An angry book must stir anger. Hence there is little or no mention of successful women writers of our time—among them Doris Lessing, Flannery O'Connor, Eudora Welty, Isak Dinesen, Iris Murdoch, Elizabeth Bishop, Marianne Moore, Jean Stafford, Lillian Hellman, Mary McCarthy, Muriel Rukeyser, Penelope Mortimer, Joan Didion, Edna O'Brien, Margaret Drabble, Anne Tyler, May Swenson, and innumerable others. Tillie Olsen must have felt justified in subordinating—or silencing—her own considerable artistic instincts during the composition of Silences, and I would not quarrel with her decision. It was a generous one: she wanted to reach out to others, to the living and the dead, who have, evidently, shared her own agony. One must respect such an impulse. But the thinking that underlies Silences is simply glib and superficial if set in contrast to the imagination that created Tell Me a Riddle and Yonnondio, Olsen's novel. Unexamined, unverified, and indeed unverifiable statements are offered as facts again and again. For instance, someone at a national conference on creativity in 1959 said, "Creativity was in each one of us as a small child. In children it is universal. Among adults it is nonexistent"—notonly a doubtful proposition, but sheer malarkey—and Olsen quotes it with approval.

She never confronts the most troublesome question of all: What has "creativity" as such to do with "art"? Are all silences equally tragic? On what basis can a writer resent his society's indifference to his art, so long as society is free to choose its values? I was reminded of that cruel but witty passage in the chapter "Economy" in Walden, in which Thoreau speaks of an Indian who has woven straw baskets no one wants to buy, and who is amazed and resentful at the world's indifference. He had not discovered, Thoreau says, that it was necessary for him to make it worth the other's while to buy them, or at least make him think that it was so. And there is Flannery O'Connor's sardonic response to a question put to her at a reading, about whether universities stifled writers. O'Connor replied: "They don't stifle enough of them." (Which is one of the reasons, I suspect, that O'Connor cannot be taken up by feminist critics with much comfort.)

A final comment on the book's editing, or lack thereof. Since the various chapters were published at different times there are many, many repetitions of key phrases and quotations. And nearly every page is marred by small, inconsequential footnotes that qualify or update statements made in the text.

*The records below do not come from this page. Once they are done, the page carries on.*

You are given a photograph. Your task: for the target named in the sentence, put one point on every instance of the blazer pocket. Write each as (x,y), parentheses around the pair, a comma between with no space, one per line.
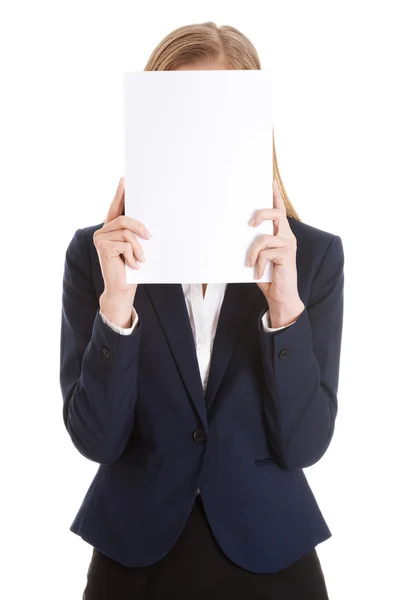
(136,453)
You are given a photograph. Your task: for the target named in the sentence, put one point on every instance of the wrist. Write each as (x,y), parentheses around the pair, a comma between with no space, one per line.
(117,309)
(282,316)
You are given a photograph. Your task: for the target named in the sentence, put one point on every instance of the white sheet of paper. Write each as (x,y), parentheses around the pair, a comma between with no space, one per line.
(198,163)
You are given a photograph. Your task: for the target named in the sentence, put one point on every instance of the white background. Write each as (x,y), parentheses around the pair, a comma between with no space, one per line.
(337,134)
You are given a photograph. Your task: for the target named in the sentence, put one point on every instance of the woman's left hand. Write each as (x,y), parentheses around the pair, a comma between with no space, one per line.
(282,294)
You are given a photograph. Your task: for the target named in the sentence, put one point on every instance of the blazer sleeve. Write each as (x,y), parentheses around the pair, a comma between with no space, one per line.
(98,366)
(301,368)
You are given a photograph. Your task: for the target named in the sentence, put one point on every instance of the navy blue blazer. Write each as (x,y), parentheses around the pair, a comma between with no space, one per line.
(135,404)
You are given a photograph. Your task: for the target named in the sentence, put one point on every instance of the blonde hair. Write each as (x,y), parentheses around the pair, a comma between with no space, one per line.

In practically every case these footnotes should have been incorporated into the text or eliminated: their busy, gnat-like presence is injurious to the reading experience, and in most instances their nature undercuts the seriousness of the book. For instance, in the chapter "One Out of Twelve: Writers Who Are Women," Olsen quotes Hortense Calisher with disapproval, and then admits in a footnote that her remarks are unfair, because the copy of Calisher's essay she read had an important (and unnoticed) page missing. "My abashed apologies," Olsen says. Yet surely it would not have been too much trouble to type over a single page and eliminate the negative reference to Calisher …? These are signs of haste, and of an editor's indifference. In a book that sets itself up as a literary manifesto of the women's movement, one which has been eagerly anticipated by a considerable number of readers, offenses such as these are saddening, and inexplicable.